Note that the blue eyes-brown eyes experiment started with her students. I think she taught third grade, so 8 and 9 year-olds. There’s whole documentaries on the experiment and what the kids learned and how it effected them later in life. Her expirement is one of the few things I actually remember from my high school psychology class.
This is from the Wikipedia article on Elliott:
“First exercise involving eye color and brown collars[edit]
Steven Armstrong was the first child to arrive in Elliott’s classroom, (referring to Martin Luther King, Jr.) he asked “Why’d they shoot that King?” After the rest of the class arrived, Elliott asked them how they think it feels to be a black boy or girl. She suggested to the class that it would be hard for them to understand discrimination without experiencing it themselves and then asked the children if they would like to find out. The children agreed with a chorus of “yeah"s.

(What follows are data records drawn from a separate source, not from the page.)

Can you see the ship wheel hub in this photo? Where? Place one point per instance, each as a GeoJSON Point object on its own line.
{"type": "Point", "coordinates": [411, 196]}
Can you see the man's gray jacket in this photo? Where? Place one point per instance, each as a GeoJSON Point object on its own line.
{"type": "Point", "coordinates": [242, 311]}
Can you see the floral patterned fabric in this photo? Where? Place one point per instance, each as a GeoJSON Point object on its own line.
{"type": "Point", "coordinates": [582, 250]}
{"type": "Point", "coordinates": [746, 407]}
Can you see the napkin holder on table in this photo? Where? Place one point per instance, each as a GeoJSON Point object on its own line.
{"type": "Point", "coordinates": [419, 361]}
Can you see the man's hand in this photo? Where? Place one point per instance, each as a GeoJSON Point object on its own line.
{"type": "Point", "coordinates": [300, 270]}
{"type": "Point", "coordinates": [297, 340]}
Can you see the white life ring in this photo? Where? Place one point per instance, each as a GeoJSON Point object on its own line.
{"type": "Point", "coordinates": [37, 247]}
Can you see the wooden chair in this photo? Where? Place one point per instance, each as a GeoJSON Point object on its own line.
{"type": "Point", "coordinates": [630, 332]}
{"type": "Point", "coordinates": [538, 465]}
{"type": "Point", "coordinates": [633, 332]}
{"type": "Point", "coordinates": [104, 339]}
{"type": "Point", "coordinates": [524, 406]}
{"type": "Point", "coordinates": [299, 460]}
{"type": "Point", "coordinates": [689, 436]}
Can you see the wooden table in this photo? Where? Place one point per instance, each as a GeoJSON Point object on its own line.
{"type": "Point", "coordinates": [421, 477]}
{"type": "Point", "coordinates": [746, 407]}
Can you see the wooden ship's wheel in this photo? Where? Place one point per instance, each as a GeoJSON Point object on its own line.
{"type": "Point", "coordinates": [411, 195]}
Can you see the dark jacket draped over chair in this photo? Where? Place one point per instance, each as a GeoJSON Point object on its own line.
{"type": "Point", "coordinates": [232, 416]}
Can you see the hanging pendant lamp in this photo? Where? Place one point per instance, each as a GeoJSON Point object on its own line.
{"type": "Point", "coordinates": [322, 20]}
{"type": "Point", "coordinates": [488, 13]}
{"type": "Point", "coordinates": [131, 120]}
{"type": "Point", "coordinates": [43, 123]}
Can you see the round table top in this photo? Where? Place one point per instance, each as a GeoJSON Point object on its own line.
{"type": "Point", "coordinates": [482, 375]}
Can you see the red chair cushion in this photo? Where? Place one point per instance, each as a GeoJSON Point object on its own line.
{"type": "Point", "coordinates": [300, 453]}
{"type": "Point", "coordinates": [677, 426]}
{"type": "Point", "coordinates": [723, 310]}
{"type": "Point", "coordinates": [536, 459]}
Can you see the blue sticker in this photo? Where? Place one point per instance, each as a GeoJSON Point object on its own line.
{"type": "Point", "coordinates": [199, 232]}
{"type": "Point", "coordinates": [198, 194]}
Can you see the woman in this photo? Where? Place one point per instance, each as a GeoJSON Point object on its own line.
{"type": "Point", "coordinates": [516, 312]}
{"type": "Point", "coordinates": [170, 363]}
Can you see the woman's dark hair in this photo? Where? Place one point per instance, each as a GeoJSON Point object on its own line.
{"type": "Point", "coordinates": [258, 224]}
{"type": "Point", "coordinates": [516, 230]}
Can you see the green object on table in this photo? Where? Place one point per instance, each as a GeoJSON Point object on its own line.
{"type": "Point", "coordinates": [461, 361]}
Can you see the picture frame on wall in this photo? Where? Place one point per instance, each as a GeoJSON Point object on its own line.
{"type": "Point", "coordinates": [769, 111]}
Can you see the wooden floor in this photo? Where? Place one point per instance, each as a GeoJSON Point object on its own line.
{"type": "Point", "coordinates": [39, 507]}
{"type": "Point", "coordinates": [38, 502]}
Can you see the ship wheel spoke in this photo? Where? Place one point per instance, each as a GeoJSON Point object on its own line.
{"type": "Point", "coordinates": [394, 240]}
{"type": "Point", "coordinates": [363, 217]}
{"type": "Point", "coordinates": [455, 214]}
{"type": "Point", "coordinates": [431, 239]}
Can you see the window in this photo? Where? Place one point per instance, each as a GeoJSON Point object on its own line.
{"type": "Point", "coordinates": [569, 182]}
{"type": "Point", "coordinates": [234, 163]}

She decided to base the exercise on eye color rather than skin color in order to show the children what racial segregation would be like.[2]
On the first day of the exercise, she designated the blue-eyed children as the superior group. Elliott provided brown fabric collars and asked the blue-eyed students to wrap them around the necks of their brown-eyed peers as a method to easily identify the minority group. She gave the blue-eyed children extra privileges, such as second helpings at lunch, access to the new jungle gym, and five extra minutes at recess. The blue-eyed children sat in the front of the classroom, and the brown-eyed children were sent to sit in the back rows. The blue-eyed children were encouraged to play only with other blue-eyed children and to ignore those with brown eyes. Elliott would not allow brown-eyed and blue-eyed children to drink from the same water fountain and often chastised the brown-eyed students when they did not follow the exercise’s rules or made mistakes. She often exemplified the differences between the two groups by singling out students and would use negative aspects of brown-eyed children to emphasize a point.

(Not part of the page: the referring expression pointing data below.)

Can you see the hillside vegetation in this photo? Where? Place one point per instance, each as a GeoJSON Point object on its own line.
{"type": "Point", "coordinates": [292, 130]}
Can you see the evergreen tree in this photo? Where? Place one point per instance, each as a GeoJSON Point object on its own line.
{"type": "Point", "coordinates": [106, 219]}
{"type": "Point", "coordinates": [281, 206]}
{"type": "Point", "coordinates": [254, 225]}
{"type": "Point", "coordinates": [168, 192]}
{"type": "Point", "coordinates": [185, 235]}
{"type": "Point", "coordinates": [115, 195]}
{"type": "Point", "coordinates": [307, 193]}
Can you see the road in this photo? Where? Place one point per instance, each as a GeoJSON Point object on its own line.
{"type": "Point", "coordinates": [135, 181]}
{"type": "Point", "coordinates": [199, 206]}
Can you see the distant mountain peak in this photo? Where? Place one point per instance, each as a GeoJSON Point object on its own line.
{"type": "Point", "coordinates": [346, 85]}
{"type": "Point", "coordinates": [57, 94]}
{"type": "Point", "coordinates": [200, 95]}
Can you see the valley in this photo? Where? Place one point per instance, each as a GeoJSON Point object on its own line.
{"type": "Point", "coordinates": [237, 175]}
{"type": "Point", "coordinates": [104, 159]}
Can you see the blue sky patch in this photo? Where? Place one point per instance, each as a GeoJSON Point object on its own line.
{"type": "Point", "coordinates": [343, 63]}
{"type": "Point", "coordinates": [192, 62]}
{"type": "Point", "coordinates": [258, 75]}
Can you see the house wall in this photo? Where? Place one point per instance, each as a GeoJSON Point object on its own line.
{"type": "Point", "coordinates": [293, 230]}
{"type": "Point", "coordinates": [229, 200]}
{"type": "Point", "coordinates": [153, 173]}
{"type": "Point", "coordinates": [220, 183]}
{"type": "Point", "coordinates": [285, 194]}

At first, there was resistance among the students in the minority group to the idea that blue-eyed children were better than brown-eyed children. To counter this, Elliott lied to the children by stating that melanin was linked to their higher intelligence and learning ability. Shortly thereafter, this initial resistance fell away. Those who were deemed “superior” became arrogant, bossy, and otherwise unpleasant to their “inferior” classmates. Their grades on simple tests were better, and they completed mathematical and reading tasks that had seemed outside their ability before. The “inferior” classmates also transformed – into timid and subservient children who scored more poorly on tests, and even during recess isolated themselves, including those who had previously been dominant in the class. These children’s academic performance suffered, even with tasks that had been simple before.[6]

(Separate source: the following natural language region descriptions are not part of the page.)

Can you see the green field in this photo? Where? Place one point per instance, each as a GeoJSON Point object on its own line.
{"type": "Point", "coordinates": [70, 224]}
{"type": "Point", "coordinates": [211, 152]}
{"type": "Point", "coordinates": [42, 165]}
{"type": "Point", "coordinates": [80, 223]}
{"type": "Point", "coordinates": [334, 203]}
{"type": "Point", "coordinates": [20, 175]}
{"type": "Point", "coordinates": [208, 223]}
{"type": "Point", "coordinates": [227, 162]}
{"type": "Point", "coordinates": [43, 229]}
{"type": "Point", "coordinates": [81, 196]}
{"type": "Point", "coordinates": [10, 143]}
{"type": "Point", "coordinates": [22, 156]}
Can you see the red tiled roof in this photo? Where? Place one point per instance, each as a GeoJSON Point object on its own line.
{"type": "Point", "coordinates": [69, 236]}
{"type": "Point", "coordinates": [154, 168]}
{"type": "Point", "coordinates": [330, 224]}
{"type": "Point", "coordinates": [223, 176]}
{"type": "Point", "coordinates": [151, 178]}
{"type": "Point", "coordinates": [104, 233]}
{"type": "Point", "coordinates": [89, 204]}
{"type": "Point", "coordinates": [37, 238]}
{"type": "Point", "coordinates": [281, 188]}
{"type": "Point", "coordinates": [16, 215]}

The next Monday,[2] Elliott reversed the exercise, making the brown-eyed children superior. While the brown-eyed children did taunt the blue-eyed children in ways similar to what had occurred the previous day, Elliott reports it was much less intense. At 2:30 on that Wednesday, Elliott told the blue-eyed children to take off their collars. To reflect on the experience, she asked the children to write down what they had learned.[2]”
https://en.wikipedia.org/wiki/Jane_Elliott#First_exercise_involving_eye_color_and_brown_collars
Sorry I made this post so long. But I love her. And this is important.